Ortwerth B J, Coots A, James H L, Linetsky M
Mason Eye Institute, University of Missouri, Columbia, Missouri 65212, USA.
Arch Biochem Biophys. 1998 Mar 15;351(2):189-96. doi: 10.1006/abbi.1997.0549.
The oxidation products of ascorbic acid (AscH-) can rapidly glycate and crosslink lens proteins in vitro, producing fluorophores and browning products similar to those present in cataractous lenses. The accumulation of AscH- oxidation products, however, would largely be prevented by the millimolar levels of glutathione (GSH) present in human lens. Here we investigate whether protein aggregation could allow the oxidation of AscH- by UVA-induced reactive oxygen species in the presence of physiological levels of GSH. The metal-catalyzed oxidation of 1.0 mM AscH- by 50 microM Cu(II) was almost complete after 1 h, but no oxidation was seen in the presence of GSH concentrations as low as 0.5 mM. UVA irradiation of protein aggregates from human lens, which accumulated more than 2.0 mM singlet oxygen after 1 h, caused a 50-60% oxidation of 1.0 mM AscH-. The addition of 204 mM GSH, however, decreased AscH- oxidation by less than half, and 30% of the AscH- was oxidized even in the presence of 15 mM GSH. This diminished protection may be due, in part, to the ability of AscH-, but not GSH, to penetrate to the sites of singlet oxygen generation located within the protein. Consistent with this hypothesis, greater GSH protection was seen when a proteolytic digest of the human proteins was subjected to the same irradiation or when singlet oxygen was chemically generated from 3-(4-methyl-1-naphthyl)propionic acid endoperoxide (MNPAE) at 37 degrees C in the medium. The addition of 50 microM Cu(II) had no effect on the rate of degradation of dehydroascorbic acid (DHA). Singlet oxygen, either UVA- or MNPAE-generated, increased the rate of DHA loss. This secondary oxidation of DHA by singlet oxygen would allow the accumulation of AscH- oxidation products was not reducible by GSH. Therefore, the data presented here argue that the protein aggregation seen in older human lenses may permit oxidized AscH--induced crosslinking to occur even at physiological GSH levels.

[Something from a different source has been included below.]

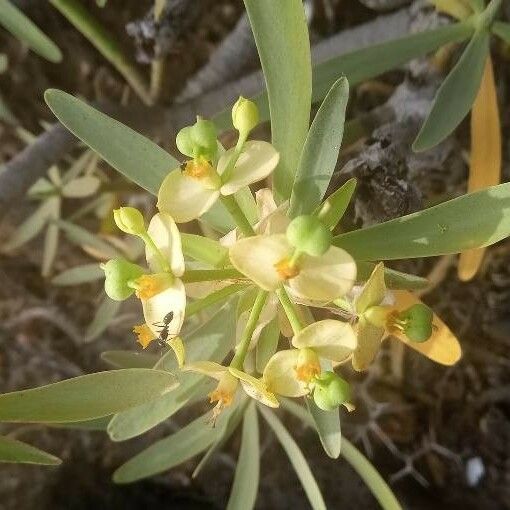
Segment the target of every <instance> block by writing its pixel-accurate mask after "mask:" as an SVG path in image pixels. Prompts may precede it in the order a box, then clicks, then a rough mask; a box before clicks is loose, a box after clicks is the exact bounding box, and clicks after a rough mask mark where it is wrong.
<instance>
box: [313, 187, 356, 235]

抗坏血酸(AscH-)的氧化产物在体外能迅速使晶状体蛋白糖化并交联,产生荧光团和褐变产物,类似于白内障晶状体中存在的物质。然而,人晶状体中存在的毫摩尔水平的谷胱甘肽(GSH)在很大程度上可防止AscH-氧化产物的积累。在此,我们研究在生理水平的GSH存在下,蛋白质聚集是否会使AscH-被紫外线诱导的活性氧氧化。1.0 mM AscH-被50 microM Cu(II)进行金属催化氧化,1小时后几乎完全氧化,但在GSH浓度低至0.5 mM时未观察到氧化现象。对人晶状体的蛋白质聚集体进行紫外线照射,1小时后积累了超过2.0 mM的单线态氧,导致1.0 mM AscH-发生50 - 60%的氧化。然而,添加204 mM GSH使AscH-氧化减少不到一半,即使在存在15 mM GSH的情况下仍有30%的AscH-被氧化。这种保护作用减弱可能部分归因于AscH-而非GSH能够渗透到蛋白质内单线态氧产生的部位。与此假设一致,当对人蛋白质的蛋白水解消化物进行相同照射时,或者当在37摄氏度的培养基中由3 - (4 - 甲基 - 1 - 萘基)丙酸内过氧化物(MNPAE)化学产生单线态氧时,观察到了更强的GSH保护作用。添加50 microM Cu(II)对脱氢抗坏血酸(DHA)的降解速率没有影响。由紫外线或MNPAE产生的单线态氧增加了DHA损失的速率。DHA被单线态氧的这种二次氧化将导致AscH-氧化产物的积累,而GSH无法将其还原。因此,此处呈现的数据表明,在老年人晶状体中看到的蛋白质聚集可能允许即使在生理GSH水平下也会发生氧化的AscH-诱导的交联。